The original group of 25 patients was again flagged in the EMR. At the patients’ next appointments, the physicians or registered nurses (depending on who was seeing the patient) were to present the handout and encourage the switch to oral B12.
Although most of the 25 identified patients had access to third-party insurance, oral B12 costs are not always covered; often, insurers use the provincial drug program as a guideline for which medications to cover.
Our retrospective chart review in late 2015 indicated that 35 per cent of this group were switched to oral B12 through the change management strategies we had developed. Another 19 per cent, all of whom were on government income support, would likely have switched if the supplement had been covered by the provincial drug program (IM B12 is currently covered by the drug program). Of the remaining identified patients, 15 per cent chose to continue monthly self-injection and 31 per cent continued to attend the clinic for parenteral B12 because they believed it to be the superior management method. This latter group might be willing to transition to oral B12 if they receive further support and education from the physicians.
Our next action was to produce a research poster that outlines the project and its findings in lay terms and then post it in our clinic waiting room. We also wrote to the Manitoba Drug Standards and Therapeutics Committee to recommend adding oral B12 to its list of eligible medications.
It was clear to us that patients were reluctant to switch unless the physicians encouraged them to. We had assumed that change would be difficult for patients. However, we underestimated the fact that change would also be challenging for some physicians and that many factors made the initiation of a change discussion between physician and patient difficult, including time constraints of appointments and the physicians’ lack of familiarity with the EMR (i.e., how to identify flagged messages).
Taking into account the relationship between an individual care provider and a patient, we believe it is important for members of interdisciplinary teams to reach consensus on evidence-based approaches to patient care to ensure good outcomes for patients and optimize scope of practice for members of each discipline.
This project highlights some of the challenges of collaboration in a practice environment that is guided by the principles of primary health care. Engagement of the whole team requires ongoing efforts by management as well as individual team members to ensure that a consistent message of high-quality evidence-based patient care is driving practice.

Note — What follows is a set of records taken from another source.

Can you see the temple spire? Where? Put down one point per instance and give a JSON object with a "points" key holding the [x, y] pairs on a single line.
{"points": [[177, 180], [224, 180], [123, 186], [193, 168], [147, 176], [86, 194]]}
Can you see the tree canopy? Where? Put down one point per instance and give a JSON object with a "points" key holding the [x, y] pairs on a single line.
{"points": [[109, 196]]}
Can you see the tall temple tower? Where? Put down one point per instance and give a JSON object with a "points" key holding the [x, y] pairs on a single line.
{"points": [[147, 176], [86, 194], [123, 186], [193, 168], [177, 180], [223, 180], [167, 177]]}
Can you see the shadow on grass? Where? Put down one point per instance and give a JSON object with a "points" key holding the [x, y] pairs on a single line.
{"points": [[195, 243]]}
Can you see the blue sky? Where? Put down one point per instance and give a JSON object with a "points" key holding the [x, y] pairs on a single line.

Clinic-based quality improvement projects in a team setting such as ours enhance the evolution of clinical care approaches.
Butler, C. C., Vidal-Alaball, J., Cannings-John, R., McCaddon, A., Hood, K., Papaioannou, A., … Goringe, A. (2006). Oral vitamin B12 versus intramuscular vitamin B12 for vitamin B12 deficiency: A systematic review of randomized controlled trials. Family Practice, 23(3), 279-285.
Houle, S. K., Kolber, M. R., & Chuck, A. W. (2014). Should vitamin B12 tablets be included in more Canadian drug formularies? An economic model of the cost-saving potential from increased utilisation of oral versus intramuscular vitamin B12 maintenance therapy for Alberta seniors. BMJ Open, 4(5) e004501.
Kwong, J. C., Carr, D., Dhalla, I. A., Tom-Kun, D., & Upshur, R. (2005). Oral vitamin B12 therapy in the primary care setting: A qualitative and quantitative study of patient perspectives. BMC Family Practice, 6(1).